Tras dos años de negociaciones, se terminó por configurar la reforma de la Constitución a finales de 2014. En abril de 2015 se celebró un Referéndum para aprobar o no dicha reforma. Venció el Sí con un 60% de votos. El No tuvo un 30%. La abstención rozó el 35%. Como dato significativo, en Cataluña y el País Vasco, donde los partidos nacionalistas habían llamado a votar negativamente, el sí venció con un 50,6% y un 51% respectivamente, aplazándose en el tiempo la polémica por la independencia de dichas Comunidades Autónomas.

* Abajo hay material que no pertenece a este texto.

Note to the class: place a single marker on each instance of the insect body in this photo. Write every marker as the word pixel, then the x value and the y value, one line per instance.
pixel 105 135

No obstante, esto fue sólo el comienzo. Las siguientes elecciones fueron vencidas por el PSOE, ya denominado PSD, y que, tras la celebración de primarias abiertas a todos los simpatizantes del mismo, fueron ganadas por Carme Chacón, antigua Ministra de Defensa, que resultaba así la primera mujer que accedía a la Presidencia del Gobierno español. A pesar del apoyo en la reforma constitucional, los recortes le costarían el puesto a Mariano Rajoy.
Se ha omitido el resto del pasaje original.